Sean se concedió un momento para detestar a su hermano e hizo lo que pedía. Luego cruzó la habitación hacia el minibar para procurarse una cerveza y fue a pararse ante el ventanal del balcón.

Prestando atención a la letra de la canción.

Jim vino a pararse junto a Sean, contemplando la ciudad con una sonrisa vaga. Su hermano lo vio asentir levemente cuando la canción terminó, y procuró ignorar que había vuelto a comenzar.

—Tú lo viste con tanta claridad —comentó Jim sin variar su aire animado y casual—. Y me lo dijiste en ese mismo momento.

—¿Sí? —terció Sean, intentando recordar qué había dicho exactamente.

—Me dijiste que ella estaba enamorada de mí, y que con esta canción me rogaba (recuerdo que usaste esa palabra, rogar) que no jugara con ella.

—Qué hacerle. No puedo evitar ser tan listo.

Rieron por lo bajo.

—Tenías razón, pero en ese momento fui incapaz de comprenderlo.

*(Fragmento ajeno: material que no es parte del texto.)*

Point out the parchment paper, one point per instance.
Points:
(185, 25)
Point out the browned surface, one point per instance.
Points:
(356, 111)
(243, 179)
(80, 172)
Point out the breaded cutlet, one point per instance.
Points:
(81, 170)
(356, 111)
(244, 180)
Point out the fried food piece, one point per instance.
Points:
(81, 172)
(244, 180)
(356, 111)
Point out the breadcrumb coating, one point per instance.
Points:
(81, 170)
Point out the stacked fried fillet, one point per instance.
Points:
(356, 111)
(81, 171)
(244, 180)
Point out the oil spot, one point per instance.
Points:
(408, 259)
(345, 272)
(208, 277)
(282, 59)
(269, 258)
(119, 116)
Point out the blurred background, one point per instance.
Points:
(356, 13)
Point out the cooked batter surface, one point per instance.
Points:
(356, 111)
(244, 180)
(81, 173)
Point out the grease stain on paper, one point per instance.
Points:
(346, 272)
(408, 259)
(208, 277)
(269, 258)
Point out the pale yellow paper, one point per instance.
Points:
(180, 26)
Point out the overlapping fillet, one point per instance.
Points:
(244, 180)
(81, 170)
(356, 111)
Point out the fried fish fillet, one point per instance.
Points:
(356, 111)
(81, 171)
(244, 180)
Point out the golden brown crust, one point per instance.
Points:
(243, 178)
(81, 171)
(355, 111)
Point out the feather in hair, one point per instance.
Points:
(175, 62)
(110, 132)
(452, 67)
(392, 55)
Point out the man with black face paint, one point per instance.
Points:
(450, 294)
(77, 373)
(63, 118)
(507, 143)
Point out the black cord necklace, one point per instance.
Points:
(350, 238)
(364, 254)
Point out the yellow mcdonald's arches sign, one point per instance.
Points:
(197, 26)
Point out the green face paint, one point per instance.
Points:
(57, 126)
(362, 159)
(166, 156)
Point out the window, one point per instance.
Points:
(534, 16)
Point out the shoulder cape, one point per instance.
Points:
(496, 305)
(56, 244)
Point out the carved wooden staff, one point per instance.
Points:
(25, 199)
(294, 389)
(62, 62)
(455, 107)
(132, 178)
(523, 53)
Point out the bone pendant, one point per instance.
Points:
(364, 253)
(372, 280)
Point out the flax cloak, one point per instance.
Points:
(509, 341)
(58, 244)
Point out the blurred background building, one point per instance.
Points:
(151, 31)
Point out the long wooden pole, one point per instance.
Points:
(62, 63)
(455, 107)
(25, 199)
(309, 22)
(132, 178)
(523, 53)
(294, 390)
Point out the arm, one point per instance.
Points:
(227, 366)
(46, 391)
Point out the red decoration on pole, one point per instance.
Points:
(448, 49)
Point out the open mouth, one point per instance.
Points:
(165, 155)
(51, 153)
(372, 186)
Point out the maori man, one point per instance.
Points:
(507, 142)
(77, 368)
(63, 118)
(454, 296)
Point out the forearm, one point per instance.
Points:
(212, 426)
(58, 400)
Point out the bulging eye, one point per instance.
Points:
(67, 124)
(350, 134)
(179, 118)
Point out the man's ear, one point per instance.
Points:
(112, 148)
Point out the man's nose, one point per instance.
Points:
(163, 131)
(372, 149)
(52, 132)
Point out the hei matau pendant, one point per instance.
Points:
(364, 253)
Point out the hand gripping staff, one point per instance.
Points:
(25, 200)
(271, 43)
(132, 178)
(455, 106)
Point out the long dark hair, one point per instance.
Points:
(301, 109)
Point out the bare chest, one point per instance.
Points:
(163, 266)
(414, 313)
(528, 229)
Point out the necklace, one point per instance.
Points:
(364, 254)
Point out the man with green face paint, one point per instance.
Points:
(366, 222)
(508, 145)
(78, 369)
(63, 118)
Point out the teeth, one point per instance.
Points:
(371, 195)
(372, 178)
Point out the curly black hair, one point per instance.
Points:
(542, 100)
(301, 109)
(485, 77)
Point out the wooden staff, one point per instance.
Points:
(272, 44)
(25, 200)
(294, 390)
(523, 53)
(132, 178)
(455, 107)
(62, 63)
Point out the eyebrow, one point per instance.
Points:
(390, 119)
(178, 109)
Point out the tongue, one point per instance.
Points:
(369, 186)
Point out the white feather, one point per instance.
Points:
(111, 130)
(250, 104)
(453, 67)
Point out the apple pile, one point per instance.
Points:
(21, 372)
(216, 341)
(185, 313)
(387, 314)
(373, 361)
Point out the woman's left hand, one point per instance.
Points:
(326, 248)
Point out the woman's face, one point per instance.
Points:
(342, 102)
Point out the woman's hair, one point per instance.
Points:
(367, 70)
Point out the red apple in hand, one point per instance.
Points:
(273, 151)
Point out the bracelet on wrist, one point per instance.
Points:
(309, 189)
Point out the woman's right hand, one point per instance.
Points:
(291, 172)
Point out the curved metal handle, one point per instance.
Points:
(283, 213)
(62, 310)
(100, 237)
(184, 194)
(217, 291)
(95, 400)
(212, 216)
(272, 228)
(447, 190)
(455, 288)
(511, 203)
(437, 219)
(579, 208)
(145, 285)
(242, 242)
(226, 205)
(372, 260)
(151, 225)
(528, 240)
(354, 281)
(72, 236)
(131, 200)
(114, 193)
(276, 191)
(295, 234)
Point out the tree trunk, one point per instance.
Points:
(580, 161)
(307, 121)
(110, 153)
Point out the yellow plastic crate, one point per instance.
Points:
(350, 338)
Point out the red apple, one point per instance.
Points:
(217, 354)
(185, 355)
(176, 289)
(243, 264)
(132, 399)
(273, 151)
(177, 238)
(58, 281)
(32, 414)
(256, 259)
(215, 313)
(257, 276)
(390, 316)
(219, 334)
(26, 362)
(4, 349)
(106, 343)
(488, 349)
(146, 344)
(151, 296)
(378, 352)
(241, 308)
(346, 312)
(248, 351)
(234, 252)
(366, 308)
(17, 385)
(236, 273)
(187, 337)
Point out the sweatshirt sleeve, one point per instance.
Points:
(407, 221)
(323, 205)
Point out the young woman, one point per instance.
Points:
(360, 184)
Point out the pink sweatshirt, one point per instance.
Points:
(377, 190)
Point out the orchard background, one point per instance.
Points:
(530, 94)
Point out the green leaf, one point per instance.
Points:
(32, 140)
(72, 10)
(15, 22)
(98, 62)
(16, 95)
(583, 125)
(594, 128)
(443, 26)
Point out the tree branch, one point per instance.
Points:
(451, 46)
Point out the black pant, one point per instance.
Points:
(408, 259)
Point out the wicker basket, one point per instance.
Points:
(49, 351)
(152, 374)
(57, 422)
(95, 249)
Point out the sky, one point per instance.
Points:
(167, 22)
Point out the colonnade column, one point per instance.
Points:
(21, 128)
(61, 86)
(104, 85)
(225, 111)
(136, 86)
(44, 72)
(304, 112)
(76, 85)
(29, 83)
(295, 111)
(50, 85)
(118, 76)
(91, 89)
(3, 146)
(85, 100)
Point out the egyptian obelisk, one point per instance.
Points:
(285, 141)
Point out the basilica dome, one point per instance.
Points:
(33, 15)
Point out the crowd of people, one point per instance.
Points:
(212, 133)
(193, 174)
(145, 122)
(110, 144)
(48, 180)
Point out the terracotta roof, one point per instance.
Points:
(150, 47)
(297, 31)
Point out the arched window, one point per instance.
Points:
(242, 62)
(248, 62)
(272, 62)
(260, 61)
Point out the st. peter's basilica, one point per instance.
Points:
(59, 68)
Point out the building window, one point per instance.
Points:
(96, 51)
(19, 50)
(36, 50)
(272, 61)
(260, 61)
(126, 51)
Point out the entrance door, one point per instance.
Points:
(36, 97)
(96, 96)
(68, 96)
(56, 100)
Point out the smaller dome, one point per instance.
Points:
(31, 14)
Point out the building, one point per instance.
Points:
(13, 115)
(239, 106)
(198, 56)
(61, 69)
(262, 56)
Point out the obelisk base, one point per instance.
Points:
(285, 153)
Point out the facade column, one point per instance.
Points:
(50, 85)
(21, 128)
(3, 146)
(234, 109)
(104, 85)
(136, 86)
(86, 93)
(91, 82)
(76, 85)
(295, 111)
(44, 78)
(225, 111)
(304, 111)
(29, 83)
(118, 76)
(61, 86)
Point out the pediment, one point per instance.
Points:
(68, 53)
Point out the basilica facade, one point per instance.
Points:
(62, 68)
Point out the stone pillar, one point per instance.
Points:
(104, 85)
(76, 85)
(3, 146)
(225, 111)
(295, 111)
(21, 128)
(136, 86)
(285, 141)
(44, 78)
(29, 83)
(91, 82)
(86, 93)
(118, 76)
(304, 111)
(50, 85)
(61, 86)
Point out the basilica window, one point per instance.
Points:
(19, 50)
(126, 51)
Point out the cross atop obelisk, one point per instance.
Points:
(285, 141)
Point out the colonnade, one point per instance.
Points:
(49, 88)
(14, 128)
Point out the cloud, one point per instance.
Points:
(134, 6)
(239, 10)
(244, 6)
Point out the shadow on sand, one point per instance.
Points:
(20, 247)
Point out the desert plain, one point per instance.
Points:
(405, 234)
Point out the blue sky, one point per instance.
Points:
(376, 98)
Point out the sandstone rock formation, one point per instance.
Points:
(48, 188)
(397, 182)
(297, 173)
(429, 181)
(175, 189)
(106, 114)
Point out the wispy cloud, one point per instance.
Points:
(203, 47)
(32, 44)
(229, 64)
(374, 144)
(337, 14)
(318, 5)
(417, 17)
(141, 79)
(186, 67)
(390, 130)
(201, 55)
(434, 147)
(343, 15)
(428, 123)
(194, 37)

—¿Y ahora sí lo comprendes? ¿Y cómo te sientes, con tu flamante diploma de hijo de puta certificado?

La clara risa de Jim llenó la suite.

—Estaba escuchando esta canción para tratar de descubrir por qué no pude darme cuenta de inmediato, como tú. —Le lanzó una mirada de soslayo—. Y te contaría gustoso por qué, pero temo que no me creerás.

—Como si te importara. Quieres decírmelo, así que hazlo ya.

—No supe verlo porque ella no lo veía. —Jim ladeó la cabeza pensativo, sus ojos brillantes moviéndose por las altas montañas que acotaban el horizonte—. Debe haber escuchado la canción un centenar de veces mientras editaba el clip, pero jamás le prestó verdadera atención. Para ella, la había elegido para que me diera un cólico. Era una broma, no un mensaje. —Su sonrisa vaciló, rozando una mueca de tristeza—. Ella sólo vio la broma, y yo lo vi a través de sus ojos. Sin embargo, escogió una canción que parecía hecha a medida para nosotros. Y los dos nos negamos a enfrentarlo.

Sean asintió en silencio. —¿Has vuelto a hablar con ella? —preguntó un momento después.

Jim meneó la cabeza intentando volver a sonreír. —No. No me atendería si la llamo.